Menurut Sekretaris Komisi Fatwa MUI Asrorum Niam Soleh larangan untuk memelihara jenggot tidak ada urgensinya.
Asrorum pun mengimbau agar aturan yang akan diterapkan khususnya di BIN tidak bersifat diskriminatif.
Pembuat aturan sepatutnya memiliki sensitivitas agar aturan yang dibuat tidak terkesan memojokkan kelompok tertentu baik secara etnis atau keagamaan.
"Kalau larangan rambut panjang itu masih wajar. Tapi tak boleh ada larangan mengenakan jilbab. Jilbab itu kan bagian dari keyakinan agama individu dan konstitusi menjamin setiap individu menjalankan keyakinan agamanya masing-masing," ujarnya.
Sementara itu, Wakil Sekretaris Jenderal MUI, Amirsyah Tambunan juga menanggapi wacana Menag Fachrul Razi.
Amirsyah pun mempertanyakan maksud wacana pelarangan penggunaan cadar dan celana cingkrang di instansi pemerintahan.
"Apakah itu bersifatnya kajian atau apa? kalau bersifatnya kajian, saya menyarankan hal-hal yang semacam ini sebaiknya didiskusikan terlebih dahulu dengan lembaga keagamaan, ormas keagamaan, sehingga tidak menimbulkan miss persepsi di tengah-tengah masyarakat," ujar Amirsyah saat dihubungi wartawan, Jumat (1/11/2019).
Alangkah baiknya, lanjut Amirsyah, pemerintah lebih mengedepankan persoalan-persoalan yang lebih substantif dan strategis.
"Menurut saya itu yang harus dikedepankan, diprioritaskan.

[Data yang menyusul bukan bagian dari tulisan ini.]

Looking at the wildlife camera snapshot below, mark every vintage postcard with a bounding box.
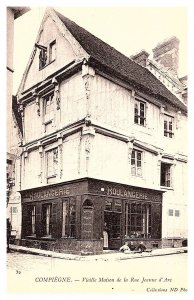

Bukan soal soal hal yang sifatnya simbolis seperti cadar dan celana jingkrang," ucap Amirsyah.
Partai Keadilan Sejahtera (PKS)
Ketua DPP Partai Keadilan Sejahtera (PKS), Mardani Ali Sera tidak setuju dengan wacana pelarangan penggunaan cadar di instansi pemerintah.
Mardani menilai, penggunaan cadar merupakan ranah pribadi seseorang. Sehingga negara tak boleh melarang penggunaannya.